The first permanent returns were made today by Fukushima residents displaced by the nuclear accident three years ago.
Evacuation orders on the district of Miyakoji in the east of Tamura City were officially lifted today. This means some 357 registered residents could return home and attempt to resume life as normal for the first time since March 2011.
Although the area did not suffer significant damage from the earthquake of March 2011, infrastructure nevertheless fell into disrepair during the evacuation due to the nuclear accident that followed the tsunami. Rebuilding a workable community in Miyakoji began in mid-2013 when residents were first allowed to return during daylight hours. Infrastructure was progressively re-established and rice was planted in May 2012.
Today, local shops opened, refuse collection and recycling resumed and a new health clinic and play centre for children opened for the first time. A tourist attraction, the Tokiwa Sky Palace, is open for business as usual, while another, the Green Park, plans to re-open in July. Tax breaks have been announced to encourage the return of small businesses.

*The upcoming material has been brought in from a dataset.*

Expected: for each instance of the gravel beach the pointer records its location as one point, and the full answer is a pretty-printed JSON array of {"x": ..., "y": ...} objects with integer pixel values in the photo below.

A Reuters report suggested that not all the 357 residents now allowed to return have done so, or plan to. Older people were more inclined to return, while families with children were cautious and heavily influenced by fear of radiation. The effects of the Fukushima accident have been exacerbated by a drastic loss of confidence in the authorities.
The Japanese government surveyed every evacuated municipality and classified them according to the levels of average radiation dose measured in the air. Miyakoji was one of the areas marked as 'ready to return' two years ago based on an average air dose rate of less than 20 mSv per year. This was calculated using a certain conservative pattern of assumed behaviour, including spending eight hours per day outside. However, people behave quite differently - especially when given advice on reducing their radiation dose. A recent study of actual dose rates in a similar zone showed doses in the range of 0.89-2.51 mSv per year - far below the 20 mSv per year categorisation and closely comparable with the average dose from background radiation in Japan of 2 mSv per year.
About a dozen other municipalities are categorised as 'ready to return'. It is expected that these will return one-by-one through this year, in which prime minister Shinzo Abe wants to see 'tangible' recovery in Fukushima prefecture.